Rafael Almeida de Freitas

Resumo


Você pode escutar?

Ouça o atrito das ondas carregando a areia,

Tantos sonhos que um dia fui capaz de sonhar...

 

Quando? Quando irá se atentar?!

As batidas no peito mais se assemelham com instáveis oscilações do Mar.

 

Em seu ritmo natural, corta o tempo e acalma conflitos.
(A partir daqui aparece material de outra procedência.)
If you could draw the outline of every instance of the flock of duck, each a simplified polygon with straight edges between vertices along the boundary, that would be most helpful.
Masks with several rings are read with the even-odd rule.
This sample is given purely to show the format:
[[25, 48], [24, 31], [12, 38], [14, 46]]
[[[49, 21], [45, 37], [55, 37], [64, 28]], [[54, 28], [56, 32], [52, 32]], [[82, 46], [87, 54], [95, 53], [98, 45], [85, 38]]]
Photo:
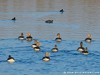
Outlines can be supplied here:
[[[64, 10], [61, 9], [60, 12], [63, 13]], [[16, 18], [14, 17], [12, 20], [15, 21]], [[46, 23], [52, 23], [53, 20], [47, 20], [45, 22]], [[18, 39], [19, 40], [26, 40], [26, 41], [32, 41], [33, 40], [32, 36], [31, 36], [31, 33], [29, 33], [29, 32], [27, 33], [27, 37], [26, 38], [24, 37], [24, 34], [21, 33], [20, 36], [18, 37]], [[62, 38], [60, 36], [60, 33], [57, 33], [57, 38], [55, 38], [55, 41], [56, 42], [61, 42], [62, 41]], [[91, 41], [92, 41], [91, 34], [88, 34], [87, 35], [85, 41], [88, 42], [88, 43], [91, 43]], [[39, 52], [41, 50], [40, 45], [41, 45], [41, 43], [38, 40], [34, 40], [34, 44], [32, 44], [32, 48], [34, 49], [34, 51]], [[51, 51], [52, 52], [58, 52], [57, 45], [55, 45], [54, 48], [52, 48]], [[84, 55], [88, 55], [88, 49], [87, 49], [87, 47], [86, 48], [83, 47], [83, 42], [80, 42], [80, 47], [78, 47], [77, 51], [79, 51], [80, 53], [82, 53]], [[42, 60], [43, 61], [46, 61], [46, 62], [50, 61], [49, 52], [46, 52], [45, 53], [45, 55], [42, 58]], [[11, 55], [9, 55], [7, 61], [9, 63], [14, 63], [15, 62], [15, 59]]]
[[[27, 37], [26, 38], [24, 37], [23, 33], [21, 33], [20, 36], [18, 37], [18, 39], [19, 40], [26, 40], [26, 41], [32, 41], [33, 40], [32, 36], [31, 36], [31, 34], [29, 32], [27, 33]], [[62, 41], [60, 33], [57, 33], [57, 37], [55, 38], [55, 41], [59, 42], [59, 43]], [[88, 34], [88, 36], [85, 39], [85, 41], [88, 42], [88, 43], [91, 43], [91, 41], [92, 41], [91, 34]], [[34, 40], [34, 44], [32, 44], [31, 47], [34, 49], [34, 51], [39, 52], [41, 50], [40, 45], [41, 45], [41, 43], [38, 40]], [[51, 51], [52, 52], [58, 52], [57, 45], [55, 45], [54, 48], [51, 49]], [[80, 53], [82, 53], [84, 55], [88, 55], [88, 49], [87, 49], [87, 47], [86, 48], [83, 47], [83, 42], [80, 42], [80, 47], [78, 47], [77, 51], [79, 51]], [[46, 61], [46, 62], [50, 61], [49, 52], [45, 53], [45, 55], [42, 58], [42, 60]], [[14, 63], [15, 59], [11, 55], [9, 55], [7, 61], [9, 63]]]

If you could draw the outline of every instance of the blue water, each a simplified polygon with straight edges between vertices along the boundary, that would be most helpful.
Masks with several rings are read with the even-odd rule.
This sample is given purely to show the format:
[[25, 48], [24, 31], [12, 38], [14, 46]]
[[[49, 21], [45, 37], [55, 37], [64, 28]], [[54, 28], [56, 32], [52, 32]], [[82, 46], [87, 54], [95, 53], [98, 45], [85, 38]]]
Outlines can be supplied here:
[[[99, 0], [0, 0], [0, 75], [100, 75], [99, 8]], [[45, 23], [49, 19], [54, 22]], [[40, 52], [33, 41], [18, 40], [22, 32], [41, 42]], [[55, 42], [57, 33], [61, 43]], [[83, 41], [88, 33], [91, 43]], [[88, 55], [77, 51], [81, 41]], [[52, 53], [55, 44], [59, 51]], [[49, 62], [42, 61], [45, 52]], [[7, 62], [8, 55], [15, 63]]]
[[[81, 40], [63, 40], [61, 43], [54, 40], [39, 41], [42, 43], [41, 51], [35, 52], [31, 47], [33, 41], [20, 41], [17, 38], [0, 39], [0, 75], [63, 75], [67, 72], [99, 74], [95, 72], [100, 71], [100, 41], [94, 40], [91, 44], [83, 41], [84, 46], [88, 47], [88, 55], [77, 51]], [[55, 44], [57, 44], [59, 51], [52, 53], [51, 49]], [[50, 62], [42, 61], [45, 52], [50, 52]], [[16, 62], [9, 64], [6, 61], [8, 55], [12, 55]]]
Para mim, é um suave convite;

Para uma multidão, um verão de domingo;

Para os peixes, então, existência e abrigo.

 

O Mar...

 

Talvez, um dia, fosse Amor;

E numa confusão, se fez Amar.

Mas, como é de muito se esperar, uma parte se ausentou:

De Amar, se fez o Mar.

 

Minh’ alma comunga de sua imensidão.

Um enorme vazio preenche meu coração.

Mas ao ouvir pela noite, no sereno a pairar,

As ondas sem descansar, num cortejo ao lugar,

As estrelas surgindo e o céu a brilhar;

Me permito refletir e a mim mesmo aconselhar:

 

Se o Mar, um dia foi Amor, e se fez Mar, por tanto Amar,

Seguirei constante em meu caminho:

Acreditando no Amor e me inspirando no [A]Mar.

Palavras-chave


Analogia; Conceito; Escrita; Representação.